The bath city of Banja Kovileca is located next to the river Drine, right on the borders of Serbia and Bosnia Herzegovina. It is a really small city of 5.000 inhabitants. Still, within the last 50 years it is a hub of different migration routes.

At the edge of Banja Koviljača, in 1965, a Reception Center for Foreigners was established by the Federal Secretariat for Internal Affairs of the Socialist Federal Republic of Yugoslavia (SFRY). Initially, it accommodated asylum seekers from Africa and South America, particularly from Chile. In the late 1970s and throughout the 1980s, the Center began housing asylum seekers from Eastern European countries, under the mandate of the UNHCR office in the SFRY.

In 1995, the facility was repurposed as a collective center for refugees from the former Yugoslav Republics, functioning in this capacity until 2005. (For more see https://kirs.gov.rs/eng/asylum/asylum-and-reception-centers)

In 2006, the Government of the Republic of Serbia issued a decree converting the center into an official Asylum Center. That same year, the UNHCR, with funding from the European Union, renovated the facility. It received its first asylum seekers under Serbia’s new Law on Asylum in June 2008. A few months later, the facility was officially handed over to the Commissariat for Refugees.

This Asylum Center remained open and, during the massive arrival after 2015, it accommodated hundreds of refugees. During our visit, however, the center was empty. We were told that, in recent months, no refugees have arrived. The changes in the policies of border management and the stricter controls force people on the move to take different and more dangerous routes.

Yet, at the abandoned train station of Banja Koviljača—an informal, temporary shelter for people on the move—there were traces of those who had spent the night. Locals informed us that migrants often cross the river at night but avoid official camps due to fears of being forcibly transferred back to the South of the country.
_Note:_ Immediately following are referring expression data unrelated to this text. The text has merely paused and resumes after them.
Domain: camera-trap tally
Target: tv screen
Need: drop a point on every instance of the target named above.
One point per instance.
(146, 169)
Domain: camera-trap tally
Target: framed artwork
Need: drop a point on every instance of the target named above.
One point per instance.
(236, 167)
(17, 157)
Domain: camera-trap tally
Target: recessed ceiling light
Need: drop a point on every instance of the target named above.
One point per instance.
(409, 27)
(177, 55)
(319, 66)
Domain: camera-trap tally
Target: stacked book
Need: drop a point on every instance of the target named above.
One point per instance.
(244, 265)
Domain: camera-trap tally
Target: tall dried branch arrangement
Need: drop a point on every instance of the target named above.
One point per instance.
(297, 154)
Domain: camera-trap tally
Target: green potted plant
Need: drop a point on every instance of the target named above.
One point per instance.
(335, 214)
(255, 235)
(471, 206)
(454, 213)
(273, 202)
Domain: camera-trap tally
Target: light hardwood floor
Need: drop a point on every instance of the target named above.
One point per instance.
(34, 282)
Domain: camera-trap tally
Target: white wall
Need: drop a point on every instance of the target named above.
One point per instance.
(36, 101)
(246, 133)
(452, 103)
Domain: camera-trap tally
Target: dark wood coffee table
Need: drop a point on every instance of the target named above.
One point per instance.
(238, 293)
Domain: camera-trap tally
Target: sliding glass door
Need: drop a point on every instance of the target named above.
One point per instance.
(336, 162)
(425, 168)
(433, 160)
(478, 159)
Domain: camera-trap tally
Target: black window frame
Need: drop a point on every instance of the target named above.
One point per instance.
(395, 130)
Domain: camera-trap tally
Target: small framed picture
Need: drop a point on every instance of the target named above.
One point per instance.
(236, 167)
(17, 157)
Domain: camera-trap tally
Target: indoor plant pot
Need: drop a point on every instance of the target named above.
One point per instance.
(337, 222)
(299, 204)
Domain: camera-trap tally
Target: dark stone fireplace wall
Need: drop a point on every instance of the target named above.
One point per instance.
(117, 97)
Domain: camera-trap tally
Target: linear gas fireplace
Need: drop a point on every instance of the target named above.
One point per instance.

In addition to being a waypoint for refugees and migrants, Banja Koviljača has also become a hub for organized labor migration. Hundreds of Chinese workers live in the city and are employed at Minth Automotive in the nearby town of Loznica. Minth was founded in 1992 in Zhejiang Province. The small, traditional kafana where we had dinner was filled with Chinese workers, and the largest, most central spa hotel in the city has even added a Chinese menu to accommodate this growing community.